コーディングが不要なので、システム完成後にコーディングミスによるバグが発生しません。ツールに標準搭載されたパーツを組み合わせて使うため、不具合もほとんどないと言われています。
特にローコードツールは、既存のクラウドサービスとの連携が可能で用途も制限されていません。自社業務に合わせて柔軟にカスタマイズができるので、今後、様々な用途で活用されると個人的に予想しています。
今後、ノーコードツールやローコードツールがどれだけシステム開発の現場で活用されるかわかりません。しかし、IT技術は常に進化するので、そう遠くない未来にコーディングなしのシステム開発が主流になる可能性は十分に考えられます。今後のキャリアを考え、コーディング以外にスキルも身につけておいた方がよいでしょう。

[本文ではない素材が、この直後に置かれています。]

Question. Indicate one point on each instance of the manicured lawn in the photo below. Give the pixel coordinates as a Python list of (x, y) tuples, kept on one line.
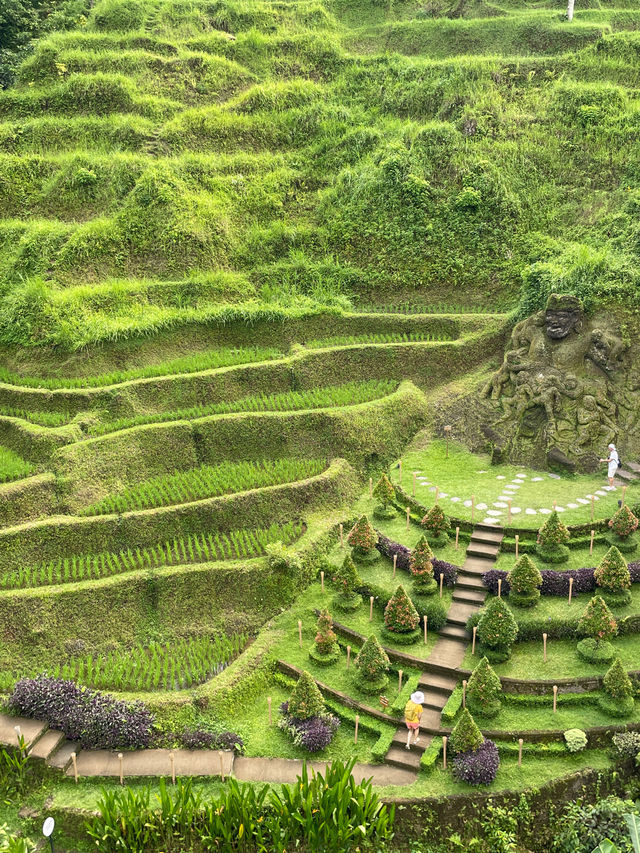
[(562, 660), (464, 474)]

AIやノーコードツール・ローコードツールの発達で、コーディングをする機会は減ると紹介しました。しかし、専門家の意見を見ると、技術が発達しても完全にコーディングがゼロになるわけではないようです。他のスキルも身につけつつ、需要があり汎用性の高いプログラム言語を勉強しておくとよいでしょう。

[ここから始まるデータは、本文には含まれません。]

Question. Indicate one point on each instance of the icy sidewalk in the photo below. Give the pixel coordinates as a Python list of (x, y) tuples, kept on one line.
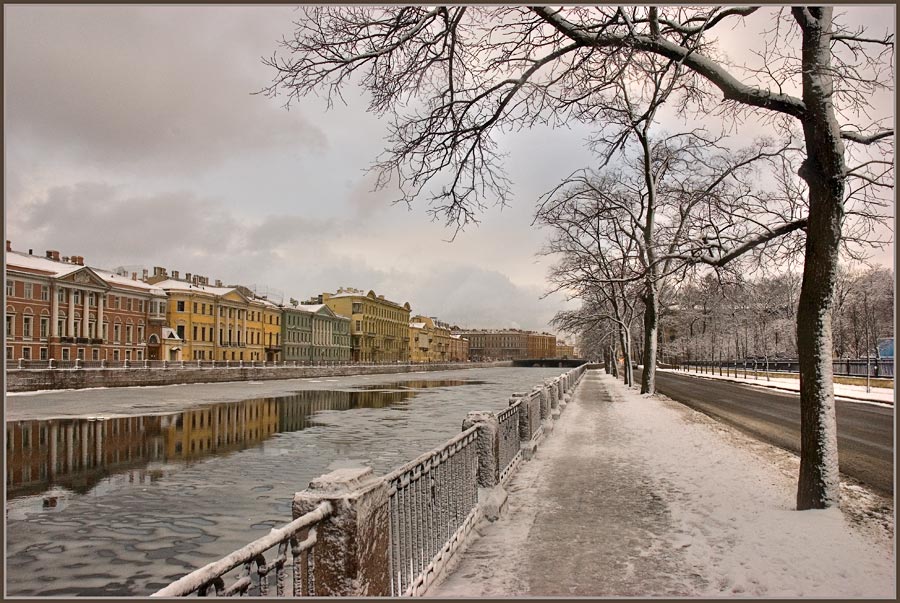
[(857, 393), (640, 496)]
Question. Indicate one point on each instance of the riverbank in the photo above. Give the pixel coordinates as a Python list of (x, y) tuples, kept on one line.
[(32, 380)]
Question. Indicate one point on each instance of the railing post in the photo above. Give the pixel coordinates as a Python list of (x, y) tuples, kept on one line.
[(351, 556), (491, 496), (554, 399)]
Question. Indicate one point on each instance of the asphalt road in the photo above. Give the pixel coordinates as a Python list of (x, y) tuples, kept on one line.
[(865, 431)]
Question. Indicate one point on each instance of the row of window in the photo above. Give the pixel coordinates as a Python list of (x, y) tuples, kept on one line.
[(76, 331), (43, 354), (209, 309)]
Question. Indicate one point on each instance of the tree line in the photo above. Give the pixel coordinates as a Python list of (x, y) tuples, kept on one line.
[(660, 201)]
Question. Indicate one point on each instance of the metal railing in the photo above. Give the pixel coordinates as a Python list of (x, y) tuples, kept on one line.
[(433, 504), (844, 367), (510, 448), (299, 536)]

レバテックキャリアの調べによると、各転職サイトで求人数が多いプログラム言語は、下記5つと判明しています。
AI開発で重要な役割を果たすことから、2020年以降の基本情報技術者試験から午後問のプログラム言語の出題範囲がCOBOLからPythonに変更されました。そのため、Pythonの需要は将来増えると予測できます。
Pythonは海外で非常に人気の高いプログラム言語で、GoogleやYouTube、Yahooなど大手IT企業のシステム開発に使用されています。AI以外にもWebシステム、デスクトップアプリ、組み込み開発などにも使用される汎用性の高いプログラム言語です。文法も簡単でライブラリが豊富にあるので、勉強しておいて損はないでしょう。
Web開発の場面でよく使われるPHPやRubyもしばらく需要があると予測されています。2つとも未経験者がとっつきやすいプログラム言語なので、Web開発に携わりたい人は勉強することをおすすめします。
今、国の方針であらゆる業界でDXへの取り組みを急ピッチで進めている状態です。DX推進に必要とされる技術を身につけておくと、将来、仕事に困ることはないでしょう。また、IT人材の中でも特に人手不足の分野のスキルを身につけておくと、年齢が上がっても仕事探しに困ることはありません。
今後、プログラマーが身につけておくと、長く活躍できるスキルを5つ紹介します。これからプログラマーになりたい人はぜひ参考にしてみてください。
DX推進には、業務データの分析が必要不可欠です。業務データを分析する際に使用するIT技術がAI。AIが注目されているのは、データベースに保存できない文書、画像、音声、動画など非構造型データも業務分析に利用できるからです。しかも、一度に大量のデータが分析できます。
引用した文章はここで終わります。